Rotceh Ríos Molina: Una voz de Jaruco que iluminará el Décimo Congreso de la UJC

El Décimo Congreso de la Unión de Jóvenes Comunistas de Cuba (UJC) se aproxima y con este la oportunidad de ver y escuchar nuevamente al médico de Jaruco Rotceh Ríos Molina, Delegado directo al foro. Aunque de Rotceh estuve hablando casi sin parar por más de seis meses sigo descubriendo en él cualidades que no siempre se hallan juntas en una persona de su edad.

 

Han transcurrido más de dos meses desde su regreso a la patria luego de enfrentar la epidemia del Ébola en Sierra Leona y yo releo sus mensajes de aquellos días, miro otra vez las fotografías suyas donde se perpetúa una obra de infinito amor que todavía me estremece como el primer día.

 

Me alegra infinitamente que Rotceh Ríos Molina esté en casa, sano y con misión cumplida, pero les confieso mi añoranza por los días en que recibía desde Waterloo sus palabras, por la vía del correo electrónico. Recuerdo que en algunas ocasiones nos escribíamos hasta dos veces al día porque yo no dejaba de hacerle preguntas y él amable y paciente me mantenía al tanto de cada detalle de la misión.

 

Para el médico de San Antonio de Río Blanco fue la experiencia más intensa y hermosa de su vida, y para mí la gran aventura que espera cualquier periodista. Sin él sospecharlo yo también estuve en Sierra Leona, tuve los miedos y las fuerzas que acompañaron a los médicos y enfermeros que miraron cara a cara a muerte para desafiarla y cerrarle el paso.

 

Acompañé a Rotceh en la Zona Roja, caminé a su lado curando, exigiendo y enfrentando el asombro y las sorpresas más tristes que fueron las de ver morir a los niños.

 

También caminé por la playa que baña la ciudad de Freetown y junto a su mano le ayudé a escribir un Te amo, grandísimo que agradeció su esposa Laritza en Cuba. También usé el traje casi de cosmonauta que lo mantuvo a salvo y sentí el mismo fuego que quema y encharca la piel de sudor y de pasión que él describiría muchas veces.

 

Y así fue un día y otro y muchas jornadas de pelea contra un virus terrible que se aprovechó de la ignorancia y el desamparo de la gente en ese país de África. Creo que nunca me cansaré de agradecerle por abrirme las puertas de su corazón y permitirme compartir la batalla épica contra el Ébola, que desafortunadamente está inconclusa.

 

A pesar de convertirse en una figura pública, algo que no se propuso y imaginó, este joven galeno de 30 años conserva intactos su humildad, su bondad infinita y la ternura que le hace abrir las puertas de casa, de su consulta y de su vida a cualquier persona que precise de sus servicios, sin importar el día o la hora.

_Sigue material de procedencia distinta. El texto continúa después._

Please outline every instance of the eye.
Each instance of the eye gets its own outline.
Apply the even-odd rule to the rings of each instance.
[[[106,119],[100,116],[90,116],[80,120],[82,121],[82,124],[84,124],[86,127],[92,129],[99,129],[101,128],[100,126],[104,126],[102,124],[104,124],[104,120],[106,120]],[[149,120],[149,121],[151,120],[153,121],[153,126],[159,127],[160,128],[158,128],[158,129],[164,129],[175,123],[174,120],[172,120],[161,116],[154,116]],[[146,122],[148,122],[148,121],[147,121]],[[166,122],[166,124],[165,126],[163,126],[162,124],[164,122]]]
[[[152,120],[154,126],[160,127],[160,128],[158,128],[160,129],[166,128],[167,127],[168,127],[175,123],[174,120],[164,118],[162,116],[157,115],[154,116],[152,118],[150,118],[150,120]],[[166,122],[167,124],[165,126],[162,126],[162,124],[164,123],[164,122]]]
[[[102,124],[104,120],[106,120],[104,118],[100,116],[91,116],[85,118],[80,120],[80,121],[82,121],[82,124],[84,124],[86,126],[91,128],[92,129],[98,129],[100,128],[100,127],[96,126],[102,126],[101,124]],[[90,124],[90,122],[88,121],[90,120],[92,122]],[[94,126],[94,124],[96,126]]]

De ahí que no me caben dudas, que sus palabras y su historia iluminarán el Décimo Congreso de la UJC.  

Aunque la mayor felicidad de Rotceh Ríos Molina es estar en casa con la familia, sus dos niños y su mujer, desde que estuvo en Sierra Leona tomó una determinación que le acompañará para siempre: salvar vidas donde sea y como sea. Pero pienso que esa decisión latía en su sangre desde que apenas era un muchacho y le dijo un día a su mamá: Yo quiero ser médico.